We are no doubt in barbeque season – not a season in the Church calendar but certainly a season lodged firmly in the psyche of those living on these islands.

Are you an eternal optimist that the barbeque will take light and cook your food to perfection or are you anxious that the flames will be feeble, tending to put the oven on just in case?

John V Taylor in his famous book The Go Between God (SCM Press, 1972) speaking about fire of the Spirit at Pentecost makes an important link with the Church and its mission (and a badly lit barbeque). “The true Church,” he says, “exists by being the inexhaustible fuel of the Holy Spirit’s mission in the world.”  If the Church is not so shaped, he says, it will be as frustrating as a badly laid fire!

John V Taylor sets the bar very high for the Church and rightly so.  He says:

“Our theology would improve if we thought more of the Church being given to the Spirit than of the Spirit being given to the Church.”

But what does he mean by this?

The danger with the second approach, which Taylor acknowledges is of the New Testament, is that we tend to view the Spirit as some kind of “superhuman power” like a “fairy sword or a magic mirror” to help us on our way.  But it is not that at all, he says.  Rather, the effect of Pentecost, Taylor argues, was to “fuse” those present “into a fellowship…caught up in the life of the risen Lord.” (Acts 2: 1-21)  And it showed!

Taylor writes:

“In a new awareness of [Jesus] and of one another they burst into praise, and the world came running for an explanation.”
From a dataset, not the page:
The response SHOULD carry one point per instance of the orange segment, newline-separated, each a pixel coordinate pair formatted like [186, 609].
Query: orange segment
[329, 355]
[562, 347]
I love that phrase “and the world came running for an explanation.”!

In my book Politics and Mission:  Rediscovering the Political Power of what Christians do (Sacristy Press 2023) I lament the times when the Church behaves in ways which leaves the world cold or prompts it just to shrug.  We truly do have treasure in clay jars and so should be confident.  If together we can be the ‘inexhaustible fuel’ of the Holy Spirit’s mission in the world, if we can be caught up in the life of the risen Lord, then the world really will come running for an explanation.

This Pentecost we could do worse than reflect on those things which stop us being caught up in the life of the risen Lord – individually and corporately.  Taylor puts a lot of emphasis on our unity (“Only in their togetherness can Christians remain alight with the fire of the Spirit”).  Pray, therefore, for the Church’s unity and what we might need to let go of in our own lives and in the life of our churches such that the world will come running for an explanation.

Come, Holy Spirit, fill the hearts of your faithful people
and kindle in them the fire of your love.